In a MS. saga in my own possession, called "The Pursuit of Sadhbh (Sive)," there is an amusing account of the truculence of the Fenians about their exclusive right of hunting, and the way they terrorised the people they were quartered on, but I have not space for this extract.
[16] This has been edited by Standish Hayes O'Grady in his "Silva Gadelica," from the Book of Lismore.
[17] "Géisid cuan, ón géisid cuan
Os buinne ruad rinnda bharc,
Badad laeich locha dhá chonn
Is ed cháinios tonn re trácht."
"Silva Gadelica," p. 113 of Gaelic volume, p. 122 of English volume. I have not altered Dr. O'Grady's beautiful translation.
[18] This passage and that about the crane are not explained in the "Colloquy," but curiously enough I find the same passage in the saga called the Battle of Ventry, which Kuno Meyer published in "Anecdota Oxoniensia" from a fifteenth-century vellum in the Bodleian. The lady is there called Gelges [white swan], and as she sought for Cael among the slain "she saw the crane of the meadow and her two birds and the wily beast yclept the fox a-watching of her birds, and when she covered one of the birds to save it he would make a rush at the other bird, so that the crane had to stretch herself out between them both, so that she would rather have found and suffered death by the wild beast than that her birds should be killed by him. And Gelges mused on this greatly and said, 'I wonder not that I so love my fair sweetheart, since this little bird is in such distress about its birdlets.'" She heard, moreover, a wild stag on Drum Reelin above the harbour, and it was vehemently bewailing the hind from one pass to the other, for they had been nine years together and had dwelt in the wood that was at the foot of the harbour, the wood of Feedesh, and the hind had been killed by Finn, and the stag was nineteen days without tasting grass or water, mourning for the hind. "It is no shame for me," said Gelges, "to find death with grief for Cael, as the stag is shortening his life for grief of the hind," etc.

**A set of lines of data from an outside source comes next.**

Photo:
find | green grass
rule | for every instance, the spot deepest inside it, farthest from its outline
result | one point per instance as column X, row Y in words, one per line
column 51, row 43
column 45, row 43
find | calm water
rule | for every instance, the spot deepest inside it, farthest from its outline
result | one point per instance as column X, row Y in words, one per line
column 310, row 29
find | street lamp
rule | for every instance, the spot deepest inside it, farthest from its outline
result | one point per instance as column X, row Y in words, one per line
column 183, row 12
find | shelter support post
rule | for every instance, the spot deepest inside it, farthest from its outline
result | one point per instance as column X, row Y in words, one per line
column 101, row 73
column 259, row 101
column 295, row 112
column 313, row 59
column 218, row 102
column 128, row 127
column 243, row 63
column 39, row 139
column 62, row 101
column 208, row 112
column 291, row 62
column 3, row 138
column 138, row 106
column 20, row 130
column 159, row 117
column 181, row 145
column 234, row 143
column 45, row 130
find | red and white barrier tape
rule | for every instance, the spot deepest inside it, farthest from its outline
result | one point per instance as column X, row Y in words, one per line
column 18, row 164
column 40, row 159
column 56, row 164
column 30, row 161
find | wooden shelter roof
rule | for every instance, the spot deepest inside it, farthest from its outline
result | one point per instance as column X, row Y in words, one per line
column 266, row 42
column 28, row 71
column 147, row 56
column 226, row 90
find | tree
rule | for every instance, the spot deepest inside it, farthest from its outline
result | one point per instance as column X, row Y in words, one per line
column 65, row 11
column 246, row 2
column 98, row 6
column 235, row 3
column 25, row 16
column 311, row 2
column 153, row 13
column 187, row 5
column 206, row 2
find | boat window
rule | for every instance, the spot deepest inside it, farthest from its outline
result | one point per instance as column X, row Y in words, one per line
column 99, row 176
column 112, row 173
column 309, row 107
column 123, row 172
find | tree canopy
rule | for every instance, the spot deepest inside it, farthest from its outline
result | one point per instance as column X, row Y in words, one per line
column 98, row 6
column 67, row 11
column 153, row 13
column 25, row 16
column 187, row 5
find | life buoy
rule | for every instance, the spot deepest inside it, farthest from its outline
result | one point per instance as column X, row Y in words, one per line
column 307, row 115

[19] Pronounced "Graan-ya." This story has been edited and translated in the third volume of the Ossianic Society by Standish H. O'Grady, and has been since reprinted from his text. Dr. Joyce also translated it into English in his Old Celtic romances, but omits the cynical but most characteristic conclusion. The story was only known to exist in quite modern MSS., but I find an excellent copy written about the year 1660 in the newly-acquired Reeves Collection in the Royal Irish Academy. This saga was in existence in the seventh century, for it is mentioned in the list in the Book of Leinster. It is the subject of a recent cantata by the Marquis of Lome and Mr. Hamish Mac Cunn.
[20] Published by O'Grady in his "Silva Gadelica."
[21] Published by O'Grady in his "Silva Gadelica."
[22] The Irish text published without a translation by Patrick O'Brien in his Bláithfleasg.